A detection method using the digital microfluidic device according to claim 14 or 17, comprising:

Composite droplets are formed in the reaction area of the digital microfluidic chip;

The control module controls the driving electrode of the digital microfluidic chip to alternate between on and off, so that the solid-liquid contact surface at the position of the composite droplet changes between hydrophilic/hydrophobic during the heating process.

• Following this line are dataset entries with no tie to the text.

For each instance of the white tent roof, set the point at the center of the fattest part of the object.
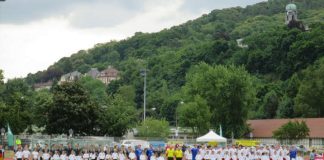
(211, 136)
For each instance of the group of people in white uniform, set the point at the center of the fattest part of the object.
(196, 152)
(244, 153)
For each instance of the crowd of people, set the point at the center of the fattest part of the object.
(170, 152)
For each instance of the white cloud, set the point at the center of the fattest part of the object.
(36, 44)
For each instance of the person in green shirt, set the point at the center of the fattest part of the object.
(178, 153)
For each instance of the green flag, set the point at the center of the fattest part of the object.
(10, 137)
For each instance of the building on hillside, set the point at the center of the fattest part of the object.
(241, 44)
(263, 130)
(108, 75)
(291, 11)
(70, 77)
(41, 86)
(93, 72)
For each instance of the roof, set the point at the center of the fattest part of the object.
(109, 72)
(93, 72)
(264, 128)
(211, 136)
(291, 6)
(39, 85)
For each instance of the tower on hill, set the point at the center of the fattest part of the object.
(291, 16)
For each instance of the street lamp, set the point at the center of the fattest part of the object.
(2, 134)
(71, 132)
(144, 73)
(177, 129)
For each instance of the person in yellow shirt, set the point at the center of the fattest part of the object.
(178, 153)
(170, 153)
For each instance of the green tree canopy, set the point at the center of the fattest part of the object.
(228, 91)
(292, 131)
(72, 109)
(309, 101)
(117, 117)
(195, 114)
(154, 128)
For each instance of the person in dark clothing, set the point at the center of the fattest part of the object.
(138, 152)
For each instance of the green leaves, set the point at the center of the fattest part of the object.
(292, 131)
(310, 98)
(118, 117)
(154, 128)
(227, 91)
(195, 114)
(72, 109)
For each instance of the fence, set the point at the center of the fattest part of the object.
(313, 142)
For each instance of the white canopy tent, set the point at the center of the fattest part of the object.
(211, 136)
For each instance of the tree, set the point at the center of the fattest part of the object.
(43, 102)
(292, 131)
(195, 114)
(309, 101)
(72, 109)
(154, 128)
(118, 117)
(270, 104)
(18, 101)
(228, 91)
(96, 89)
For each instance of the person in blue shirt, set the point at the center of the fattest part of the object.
(293, 153)
(138, 152)
(149, 152)
(194, 152)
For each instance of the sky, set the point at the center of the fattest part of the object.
(35, 34)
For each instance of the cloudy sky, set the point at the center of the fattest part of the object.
(36, 33)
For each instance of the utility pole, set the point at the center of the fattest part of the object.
(144, 73)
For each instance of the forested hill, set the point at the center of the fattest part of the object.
(284, 66)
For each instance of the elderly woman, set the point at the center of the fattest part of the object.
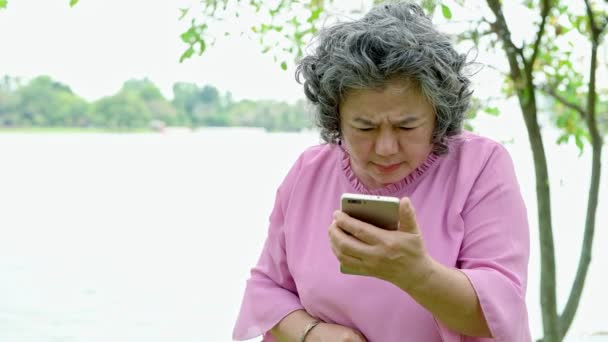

Change between states, processing the composite droplets into target droplets with a droplet diameter less than or equal to 10 μm;

The frequency at which the driving electrode alternates between on and off is F≤50Hz, and the processing time for processing the composite droplets is t<1min.
A single cell screening method using the digital microfluidic device of claim 15 or 18, comprising:

Liquid droplets containing the single cells are formed in the reaction area of the digital microfluidic chip, and at least part of the droplets contain the single cells;

The driving electrode drives the droplets to move to the processing area for processing;

The control module controls the driving electrode located in the treatment area to alternate between on and off, so that the solid-liquid contact surface at the position of the droplet changes between hydrophilic/hydrophobic states during the heating process, thereby The diameter of the droplet is reduced to 20 μm to 50 μm; the droplet after the diameter is reduced includes a target droplet containing at most one of the single cells;

Using the optical difference of the target droplets, droplets containing single cells are screened out;

Wherein, the frequency at which the driving electrode alternates between on and off is F≤50Hz, and the processing time for processing the droplets is t<1min.
A library construction and detection method using the digital microfluidic device of claim 16 or 19, comprising:

Composite droplets containing the library are formed in the reaction area of the digital microfluidic chip;

The driving electrode drives the composite droplet to move to the processing area for processing;

The control module controls the driving electrode located in the treatment area to alternate between on and off, so that the solid-liquid contact surface at the position of the composite droplet changes between a hydrophilic/hydrophobic state, thereby making the composite The diameter of the droplets is reduced to less than or equal to 100 μm;

Using the optical difference of the target droplets, detect the nucleic acid content and quality of the target droplets, and then obtain the nucleic acid content and quality of the composite droplets;

Wherein, the frequency at which the driving electrode alternates between on and off is F≤50Hz, and the processing time for processing the droplets is t<1min.
The method according to any one of claims 21 to 23, further comprising: the control module controlling the temperature T≤50°C of the temperature control module.